COPPA's penalties can be potentially catastrophic for small businesses, undermining their business model. By contrast, the FTC has been criticized, including by COPPA author Ed Markey, and FTC commissioner Rohit Chopra, for not fining major and big tech companies harshly enough for their COPPA violations, especially in comparison to their revenue. In contrast, violators of the European Union's General Data Protection Regulation may be fined up to 4% of their annual global revenue.
With the rise of virtual education, COPPA may inadequately represent the role of administrators, teachers, and the school in protecting student privacy under the assumption of loco parentis.
Mark Zuckerberg, co-founder and CEO of Facebook, has expressed opposition to COPPA in 2011 and stated "That will be a fight we take on at some point. My philosophy is that for education you need to start at a really, really young age." The next year, Jim Steyer, the CEO of Common Sense Media, has called for updates to COPPA, calling the time of the act's creation "the stone age of digital media" and pointing out the lack of platforms such as Google, YouTube, Facebook and Twitter at the time.
In 2019, the Government of the State of New York sued YouTube for violating COPPA by illegally retaining information related to children under 13 years of age. YouTube responded by dividing its content strictly into "for kids" and "not for kids". This has met with extremely harsh criticism from the YouTube community, especially from gamers, with many alleging that the FTC of the United States intends to fine content creators $42,530 for "each mislabeled video", possibly putting all users at risk. However, some have expressed skepticism over this, feeling that the fines may actually be in reference to civil penalties, possibly intended for the site's operators and/or warranted by more serious of COPPA violations or specific cases of "mislabeling videos."

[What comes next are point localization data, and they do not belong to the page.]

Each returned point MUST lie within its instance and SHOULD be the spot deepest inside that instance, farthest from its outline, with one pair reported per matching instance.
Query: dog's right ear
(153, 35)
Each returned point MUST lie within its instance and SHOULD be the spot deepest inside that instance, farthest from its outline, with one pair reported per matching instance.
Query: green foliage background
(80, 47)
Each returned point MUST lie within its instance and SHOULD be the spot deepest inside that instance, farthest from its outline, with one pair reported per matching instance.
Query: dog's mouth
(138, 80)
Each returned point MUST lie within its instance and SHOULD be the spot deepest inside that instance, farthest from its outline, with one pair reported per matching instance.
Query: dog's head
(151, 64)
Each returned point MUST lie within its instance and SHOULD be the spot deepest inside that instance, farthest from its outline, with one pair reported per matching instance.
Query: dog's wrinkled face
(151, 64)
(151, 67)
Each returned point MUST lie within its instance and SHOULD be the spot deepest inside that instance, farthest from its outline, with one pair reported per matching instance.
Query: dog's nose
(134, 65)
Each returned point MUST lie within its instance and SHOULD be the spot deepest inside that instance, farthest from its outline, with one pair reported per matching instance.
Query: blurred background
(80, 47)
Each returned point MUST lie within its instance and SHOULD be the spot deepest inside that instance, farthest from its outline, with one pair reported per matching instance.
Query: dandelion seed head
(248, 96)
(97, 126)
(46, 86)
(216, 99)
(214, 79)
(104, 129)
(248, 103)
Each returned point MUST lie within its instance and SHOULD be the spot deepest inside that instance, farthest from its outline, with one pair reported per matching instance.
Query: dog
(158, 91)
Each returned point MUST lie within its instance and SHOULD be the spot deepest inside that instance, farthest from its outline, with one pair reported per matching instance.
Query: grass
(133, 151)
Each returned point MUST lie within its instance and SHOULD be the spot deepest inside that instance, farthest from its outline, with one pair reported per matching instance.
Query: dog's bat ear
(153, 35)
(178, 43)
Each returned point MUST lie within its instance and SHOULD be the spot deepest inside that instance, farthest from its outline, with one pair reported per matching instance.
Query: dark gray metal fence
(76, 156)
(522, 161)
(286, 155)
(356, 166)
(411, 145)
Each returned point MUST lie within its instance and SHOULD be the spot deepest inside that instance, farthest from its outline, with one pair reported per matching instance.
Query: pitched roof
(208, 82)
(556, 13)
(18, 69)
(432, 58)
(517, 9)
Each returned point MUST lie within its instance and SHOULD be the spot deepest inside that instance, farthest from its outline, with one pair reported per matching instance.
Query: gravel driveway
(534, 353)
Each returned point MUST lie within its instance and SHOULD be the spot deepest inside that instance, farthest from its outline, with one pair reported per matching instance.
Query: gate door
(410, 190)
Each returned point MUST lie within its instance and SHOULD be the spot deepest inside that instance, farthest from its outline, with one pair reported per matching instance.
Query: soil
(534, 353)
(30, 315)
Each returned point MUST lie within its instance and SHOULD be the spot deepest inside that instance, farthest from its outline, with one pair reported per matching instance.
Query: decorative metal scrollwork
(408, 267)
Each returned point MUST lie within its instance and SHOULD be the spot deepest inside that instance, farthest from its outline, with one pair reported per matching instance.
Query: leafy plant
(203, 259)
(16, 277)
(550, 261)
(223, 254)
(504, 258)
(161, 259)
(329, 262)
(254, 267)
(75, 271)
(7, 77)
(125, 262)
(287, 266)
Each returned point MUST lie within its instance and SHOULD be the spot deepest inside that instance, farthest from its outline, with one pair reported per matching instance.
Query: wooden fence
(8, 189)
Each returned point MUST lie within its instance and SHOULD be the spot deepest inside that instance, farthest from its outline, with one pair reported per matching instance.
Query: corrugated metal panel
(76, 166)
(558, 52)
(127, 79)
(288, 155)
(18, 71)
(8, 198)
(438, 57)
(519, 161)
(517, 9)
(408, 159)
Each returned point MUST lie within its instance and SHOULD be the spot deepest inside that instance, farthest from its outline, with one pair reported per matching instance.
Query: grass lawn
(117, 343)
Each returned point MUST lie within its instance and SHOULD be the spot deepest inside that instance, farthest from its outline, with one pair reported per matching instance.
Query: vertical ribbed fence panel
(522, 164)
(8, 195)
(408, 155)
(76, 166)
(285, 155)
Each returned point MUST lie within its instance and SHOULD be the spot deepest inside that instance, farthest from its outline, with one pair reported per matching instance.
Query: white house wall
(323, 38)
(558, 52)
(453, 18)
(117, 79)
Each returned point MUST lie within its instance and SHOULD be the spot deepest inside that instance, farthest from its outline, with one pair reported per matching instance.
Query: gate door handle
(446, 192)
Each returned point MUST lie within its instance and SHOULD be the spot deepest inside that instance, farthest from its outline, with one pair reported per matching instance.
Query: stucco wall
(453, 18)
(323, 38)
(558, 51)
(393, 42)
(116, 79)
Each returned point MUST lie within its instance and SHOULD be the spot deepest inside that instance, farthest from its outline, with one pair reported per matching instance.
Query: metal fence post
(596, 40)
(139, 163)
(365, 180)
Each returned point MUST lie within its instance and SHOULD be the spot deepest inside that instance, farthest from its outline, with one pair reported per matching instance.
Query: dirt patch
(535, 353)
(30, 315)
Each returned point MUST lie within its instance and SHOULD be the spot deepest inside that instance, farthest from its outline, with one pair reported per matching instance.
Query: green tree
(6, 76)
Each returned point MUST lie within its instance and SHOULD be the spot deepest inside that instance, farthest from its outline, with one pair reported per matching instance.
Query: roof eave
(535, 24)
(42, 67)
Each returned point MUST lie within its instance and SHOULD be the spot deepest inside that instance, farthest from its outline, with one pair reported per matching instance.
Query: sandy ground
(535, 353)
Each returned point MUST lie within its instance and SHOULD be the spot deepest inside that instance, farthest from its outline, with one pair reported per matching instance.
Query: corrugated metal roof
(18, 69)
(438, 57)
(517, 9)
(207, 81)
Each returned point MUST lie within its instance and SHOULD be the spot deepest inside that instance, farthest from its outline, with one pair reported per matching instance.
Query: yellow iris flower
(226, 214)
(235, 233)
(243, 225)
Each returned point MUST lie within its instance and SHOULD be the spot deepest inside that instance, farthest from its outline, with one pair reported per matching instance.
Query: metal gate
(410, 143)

Several bills have been proposed to amend COPPA. Markey and Josh Hawley introduced multiple bills proposing that COPPA ban the use of targeted advertising to users under 13, require personal consent before the collection of personal information from users ages 13-15, require connected devices and toys directed towards children to meet security standards and include a privacy policy disclosure on their packaging, and require services to offer an "eraser button" to "permit users to eliminate publicly available personal information content submitted by the child, when technologically feasible". In January 2020, Bobby Rush and Tim Walberg introduced a similar house bill known as the Preventing Real Online Threats Endangering Children Today Act, which would extend all existing COPPA consent requirements to users under the age of 16, and explicitly add mobile apps, "precise geolocation", and biometric data to its remit.